When actor Matthew Perry was admitted to a hospital after his colon burst from opioid overuse four years ago, doctors gave him a 2% chance of survival.
Throughout the time he had played the internationally beloved character Chandler Bing on Friends, Perry struggled privately with the opioid and alcohol addiction that would nearly kill him years later. But the actor is now proudly sober and sharing his sobriety journey in a memoir, Friends, Lovers, and the Big Terrible Thing, out Nov. 1.
Perry revealed the severity his condition had reached in 2018: When his colon ruptured, he spent five months in the hospital, including two weeks in a coma. "I was put on a thing called an ECMO machine, which does all the breathing for your heart and your lungs. And that's called a Hail Mary. No one survives that," he said.
Perry was already beginning to deal with addiction by the time he was cast on Friends nearly 30 years ago; he was using 55 Vicodin per day at times in those years. Although he was sober for significant stretches during the show's 10-year run, he said his castmates were still supportive of him during more difficult moments.
"[They] were understanding and they were patient," he recalled in an interview with People magazine this week. "It's like penguins. Penguins, in nature, when one is sick, or when one is very injured, the other penguins surround it and prop it up. They walk around it until that penguin can walk on its own. That's kind of what the cast did for me."
Perry also leaned on professionals for support in getting sober. The actor said that he's been to rehab 15 times, but a therapist finally helped get him on the road to long-term sobriety by pointing out the realities of continued opioid use.
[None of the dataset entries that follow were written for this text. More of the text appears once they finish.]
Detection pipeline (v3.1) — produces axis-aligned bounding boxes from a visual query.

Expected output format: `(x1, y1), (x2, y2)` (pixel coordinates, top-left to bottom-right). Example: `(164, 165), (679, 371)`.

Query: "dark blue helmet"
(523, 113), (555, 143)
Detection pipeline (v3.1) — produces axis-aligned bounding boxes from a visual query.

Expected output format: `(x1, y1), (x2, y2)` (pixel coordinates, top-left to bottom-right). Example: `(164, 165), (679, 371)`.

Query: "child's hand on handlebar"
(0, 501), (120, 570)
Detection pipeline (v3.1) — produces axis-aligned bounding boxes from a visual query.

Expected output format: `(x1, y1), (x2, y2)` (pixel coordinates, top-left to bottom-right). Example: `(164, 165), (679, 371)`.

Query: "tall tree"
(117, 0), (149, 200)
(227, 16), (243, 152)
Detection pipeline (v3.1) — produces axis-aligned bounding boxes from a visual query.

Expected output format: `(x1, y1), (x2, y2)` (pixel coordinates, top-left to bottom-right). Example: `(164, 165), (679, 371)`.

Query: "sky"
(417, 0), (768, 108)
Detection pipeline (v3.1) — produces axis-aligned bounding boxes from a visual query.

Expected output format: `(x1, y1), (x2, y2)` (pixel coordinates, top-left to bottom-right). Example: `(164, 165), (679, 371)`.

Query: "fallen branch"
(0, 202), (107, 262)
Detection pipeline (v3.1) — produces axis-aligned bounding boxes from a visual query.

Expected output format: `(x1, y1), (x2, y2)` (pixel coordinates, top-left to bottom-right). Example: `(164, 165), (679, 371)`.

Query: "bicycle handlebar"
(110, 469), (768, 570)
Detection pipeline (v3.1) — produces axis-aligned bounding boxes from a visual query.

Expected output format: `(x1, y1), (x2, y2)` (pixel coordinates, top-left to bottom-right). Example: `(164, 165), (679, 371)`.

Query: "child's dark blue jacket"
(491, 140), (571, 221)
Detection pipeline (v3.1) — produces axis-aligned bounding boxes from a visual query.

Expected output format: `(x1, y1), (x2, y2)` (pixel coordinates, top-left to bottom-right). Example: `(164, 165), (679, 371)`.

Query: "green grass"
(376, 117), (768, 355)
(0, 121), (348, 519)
Perry has had 14 stomach surgeries already, and the therapist urged him to imagine needing a colostomy bag for the rest of his life.
Although Perry isn't shy about admitting to relapses during his sobriety journey, he said that a relapse didn't undo the knowledge he's gained along the way.
"If you lose your sobriety, it doesn't mean you lose all that time and education," he said. "Your sober date changes, but that's all that changes. You know everything you knew before. As long as you were able to fight your way back without dying, you learn a lot."
Today, Perry is taking his sobriety one day at a time. That approach has helped him feel removed enough from his addictions to write the memoir, and he's hopeful that sharing his story will inspire others to win their battles with drugs and alcohol.
"Everything starts with sobriety. Because if you don't have sobriety, you're going to lose everything that you put in front of it, so my sobriety is right up there," he said. "I'm an extremely grateful guy. I'm grateful to be alive, that's for sure. And that gives me the possibility to do anything."